As you might have inferred, we use AWS as our hosting provider. We’re fairly conservative when it comes to adopting new technologies-- deployment for us consists of a set of Ansible scripts that spin up EC2 boxes for our various services. We don’t yet use ECS or Docker containers-- which by extension means we don’t use anything for container orchestration. A long while back, we spiked a migration to Mesosphere but we ran into enough issues that we didn’t proceed forward. We do think that these technologies are the future, but that future is not now, at least for us.
So maturity is one issue that prevents us from adopting some of the latest whiz-bang ops technology. There are other technologies that we find interesting, like Amazon’s API Gateway but the pricing models just don’t work for us-- at tens of thousands of requests per second, they’re non-starters.
For customer communications and support, we use Intercom, Slack, and GrooveHQ. We also recently started using elevio, and we've found it's a great way to turn Intercom questions into trackable support tickets.

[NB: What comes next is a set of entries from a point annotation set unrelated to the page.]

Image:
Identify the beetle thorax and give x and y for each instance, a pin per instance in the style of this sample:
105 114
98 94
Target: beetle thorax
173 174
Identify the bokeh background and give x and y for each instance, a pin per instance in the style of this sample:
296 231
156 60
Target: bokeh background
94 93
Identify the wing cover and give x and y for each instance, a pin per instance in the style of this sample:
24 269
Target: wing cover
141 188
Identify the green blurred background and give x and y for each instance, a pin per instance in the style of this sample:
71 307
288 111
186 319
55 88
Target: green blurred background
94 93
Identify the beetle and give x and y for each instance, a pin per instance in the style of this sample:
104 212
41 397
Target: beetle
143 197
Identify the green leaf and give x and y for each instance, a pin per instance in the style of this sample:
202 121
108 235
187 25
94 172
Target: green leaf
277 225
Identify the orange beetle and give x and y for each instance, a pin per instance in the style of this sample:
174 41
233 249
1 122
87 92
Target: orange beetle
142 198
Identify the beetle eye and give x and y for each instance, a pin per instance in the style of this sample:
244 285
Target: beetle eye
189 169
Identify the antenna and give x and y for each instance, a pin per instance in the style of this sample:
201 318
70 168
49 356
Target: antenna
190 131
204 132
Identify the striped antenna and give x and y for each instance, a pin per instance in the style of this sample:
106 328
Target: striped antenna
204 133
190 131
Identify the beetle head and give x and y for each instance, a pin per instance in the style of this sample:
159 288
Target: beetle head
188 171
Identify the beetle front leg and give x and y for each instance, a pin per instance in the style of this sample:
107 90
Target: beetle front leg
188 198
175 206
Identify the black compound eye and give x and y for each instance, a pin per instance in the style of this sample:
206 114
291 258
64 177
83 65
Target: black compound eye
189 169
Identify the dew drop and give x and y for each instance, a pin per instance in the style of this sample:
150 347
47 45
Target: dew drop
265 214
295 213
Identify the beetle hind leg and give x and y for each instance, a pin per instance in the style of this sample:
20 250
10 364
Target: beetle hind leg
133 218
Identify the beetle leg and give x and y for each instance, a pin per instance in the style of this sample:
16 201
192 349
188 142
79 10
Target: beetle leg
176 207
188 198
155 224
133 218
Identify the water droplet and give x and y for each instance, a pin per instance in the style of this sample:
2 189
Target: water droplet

We’re constantly evolving our service to improve efficiency and scale. Besides the Kafka switchover, we’re looking at using Cassandra for some of the work that DynamoDB is doing right now. We also are keenly interested in Disque as a queuing solution, especially because we’ve had so much positive experience with Redis.
More aspirationally, we might try spiking some of our new services in Rust. I’m a functional programmer at heart, and while I am appreciative of the speed and tooling around Go, it would be nice to regain some of the expressiveness and elegance of a functional language while retaining what we like about Go (the fast compilation times, ease of deployment). If we do try it out, we’ll do so in a cautious manner, and isolate the trial to a new microservice somewhere.